Appellate Court Reverses Parole Denial in Yolo County Murder Case

prison-reformChris Fowler, in November of 1983 and then 22 years old, was convicted of second degree murder for the beating death of 22-month-old Aaron Miller.  He was sentenced to 15 years to life and was eligible for parole on December 23, 1993.

On November 8, 2010, the Board of Parole Hearings (Board) found Mr. Fowler suitable for parole.  However, the governor reversed the Board’s decision, concluding that, if released, Mr. Fowler would pose an unreasonable risk to public safety.

At that time, the governor reasoned, “The utter inhumanity of Mr. Fowler’s crime, coupled with his inability or unwillingness to understand, own, or achieve some credible level of insight, tells me that there is a substantial risk of danger to the public were he to be released from prison.”

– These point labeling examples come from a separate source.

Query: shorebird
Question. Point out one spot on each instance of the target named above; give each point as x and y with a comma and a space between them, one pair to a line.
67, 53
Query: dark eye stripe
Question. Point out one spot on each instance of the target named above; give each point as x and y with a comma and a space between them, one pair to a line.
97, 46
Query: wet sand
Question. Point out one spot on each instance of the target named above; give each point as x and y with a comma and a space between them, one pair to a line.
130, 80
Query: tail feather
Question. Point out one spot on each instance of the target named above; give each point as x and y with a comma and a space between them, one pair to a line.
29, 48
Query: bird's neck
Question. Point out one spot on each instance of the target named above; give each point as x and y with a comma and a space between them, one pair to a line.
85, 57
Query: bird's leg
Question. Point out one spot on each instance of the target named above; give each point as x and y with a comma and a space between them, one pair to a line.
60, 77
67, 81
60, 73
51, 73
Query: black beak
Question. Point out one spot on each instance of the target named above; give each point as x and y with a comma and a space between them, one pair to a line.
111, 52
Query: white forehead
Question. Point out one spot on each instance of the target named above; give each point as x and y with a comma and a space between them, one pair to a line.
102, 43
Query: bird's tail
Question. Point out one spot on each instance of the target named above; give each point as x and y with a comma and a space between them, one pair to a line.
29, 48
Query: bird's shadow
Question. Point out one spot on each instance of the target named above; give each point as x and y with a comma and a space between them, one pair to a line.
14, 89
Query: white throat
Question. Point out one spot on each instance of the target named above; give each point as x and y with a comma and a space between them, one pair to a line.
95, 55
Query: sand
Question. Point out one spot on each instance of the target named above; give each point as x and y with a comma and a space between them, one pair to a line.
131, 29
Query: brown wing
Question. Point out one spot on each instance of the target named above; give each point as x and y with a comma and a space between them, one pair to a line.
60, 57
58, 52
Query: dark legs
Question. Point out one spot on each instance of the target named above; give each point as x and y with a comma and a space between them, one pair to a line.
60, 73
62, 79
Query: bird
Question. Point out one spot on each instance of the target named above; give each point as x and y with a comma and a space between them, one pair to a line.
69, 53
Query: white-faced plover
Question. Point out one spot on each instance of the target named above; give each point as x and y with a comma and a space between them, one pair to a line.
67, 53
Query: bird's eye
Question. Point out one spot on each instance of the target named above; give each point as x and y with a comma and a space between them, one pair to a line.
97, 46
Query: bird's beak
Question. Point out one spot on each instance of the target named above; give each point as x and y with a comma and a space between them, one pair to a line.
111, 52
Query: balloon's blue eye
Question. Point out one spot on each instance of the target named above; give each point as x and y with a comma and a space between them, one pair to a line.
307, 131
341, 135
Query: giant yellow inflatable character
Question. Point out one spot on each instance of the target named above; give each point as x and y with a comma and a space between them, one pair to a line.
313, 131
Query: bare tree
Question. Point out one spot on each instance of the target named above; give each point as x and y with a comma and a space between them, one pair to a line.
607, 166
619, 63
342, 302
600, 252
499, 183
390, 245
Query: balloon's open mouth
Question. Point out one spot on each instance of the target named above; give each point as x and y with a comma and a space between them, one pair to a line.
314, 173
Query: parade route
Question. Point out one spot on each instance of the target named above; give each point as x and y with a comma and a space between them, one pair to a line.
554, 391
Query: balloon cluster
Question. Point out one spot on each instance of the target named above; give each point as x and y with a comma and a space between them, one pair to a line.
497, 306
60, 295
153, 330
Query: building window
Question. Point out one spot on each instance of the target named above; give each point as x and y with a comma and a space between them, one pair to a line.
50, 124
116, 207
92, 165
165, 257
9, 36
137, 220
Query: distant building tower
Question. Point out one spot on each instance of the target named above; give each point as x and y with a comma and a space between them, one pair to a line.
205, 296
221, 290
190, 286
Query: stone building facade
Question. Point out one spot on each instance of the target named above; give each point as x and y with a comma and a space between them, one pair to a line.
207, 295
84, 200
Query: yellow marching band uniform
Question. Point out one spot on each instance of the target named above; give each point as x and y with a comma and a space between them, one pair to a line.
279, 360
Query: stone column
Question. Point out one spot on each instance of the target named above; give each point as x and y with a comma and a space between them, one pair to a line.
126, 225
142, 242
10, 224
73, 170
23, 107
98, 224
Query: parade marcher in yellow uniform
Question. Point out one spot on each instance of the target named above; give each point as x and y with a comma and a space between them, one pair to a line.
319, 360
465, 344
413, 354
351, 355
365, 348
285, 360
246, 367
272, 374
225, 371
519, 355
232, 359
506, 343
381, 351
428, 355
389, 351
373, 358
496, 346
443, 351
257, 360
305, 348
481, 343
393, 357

Yolo County Judge David Rosenberg agreed, and denied Mr. Fowler’s petition challenging the governor’s decision to overturn the parole board.

Mr. Fowler has appealed, contending, “There is no evidence supporting the Governor’s stated reasons for reversing the grant of parole.”

The appellate court on Tuesday ruled in Mr. Fowler’s favor, writing, “Cognizant of the rule that the Governor’s decision need only be supported by a ‘modicum’ of evidence, we nonetheless conclude the Governor’s decision is not supported by evidence that defendant will pose an unreasonable risk of danger to society if released from prison.”

The appellate court notes that the defendant lived with the mother of the infant, along with the woman’s three-year-old.

“On October 30, 1983, following an evening of trick-or-treating, Miller and defendant had an argument and stayed up all night drinking and smoking marijuana,” they write.  The defendant then was awakened by the baby crying and beat and shook the baby.

They report, “Because of the severity of his injuries, Aaron was transferred to the UC Davis Medical Center.  Aaron arrived comatose and was pronounced neurologically dead two days later.  The cause of death was  ‘craniocerebral trauma.’ “

Mr. Fowler would be arrested, and pled guilty to second degree murder.  He was sentenced to 15 years to life.

A 2004 psychological assessment concluded:  “In my opinion, Mr. Fowler’s level of risk of re-offense is very low. . . .  Mr. Fowler has matured considerably since the time of the crime, he has engaged in ongoing introspective processes with measurable changes in the troubling personality features that contributed to the offense. . . .  He is genuinely remorseful for the offense and he is committed to substance abuse/dependency recovery.”

In 2007 a psychological evaluation noted defendant acknowledged his crime and accepted full responsibility for his actions.  Defendant stated “he [did] not have a total understanding of why he committed what he characterize[d] as a horrible crime.”

“Our review of the record reveals no evidence connecting any arguable lack of insight to the conclusion that defendant would present a risk to public safety if released on parole,” the court writes.  “Defendant’s positive behavior in prison, his lengthy participation in seemingly every available rehabilitative program and volunteer program while incarcerated, and his statements to psychologists and the Board do not establish any likelihood defendant would pose a risk to public safety if released on parole.  In addition, none of the psychologists who evaluated defendant believed he posed such a risk.”

The court finds, “A review of the record reveals that a defendant has acknowledged the material aspects of his or her conduct and crime, shown an understanding of its causes, and demonstrated remorse, [and] the Governor’s mere refusal to accept such evidence is not itself a rational or sufficient basis upon which to conclude that the inmate lacks insight, let alone that he or she remains currently dangerous.”

The court admonishes Governor Brown’s decision, stating “When the basis for the Governor’s determination lacks any evidentiary support and conflicts with the evidence in the entire record, it is arbitrary and capricious.  It is not rational.”

In their opinion, “Here, the record supports the Board’s finding that there is no evidence defendant lacks insight and understanding of his murder of Aaron which renders him a danger to public safety if released.  The record does not establish a link between any alleged lack of insight and the conclusion that defendant is currently dangerous.”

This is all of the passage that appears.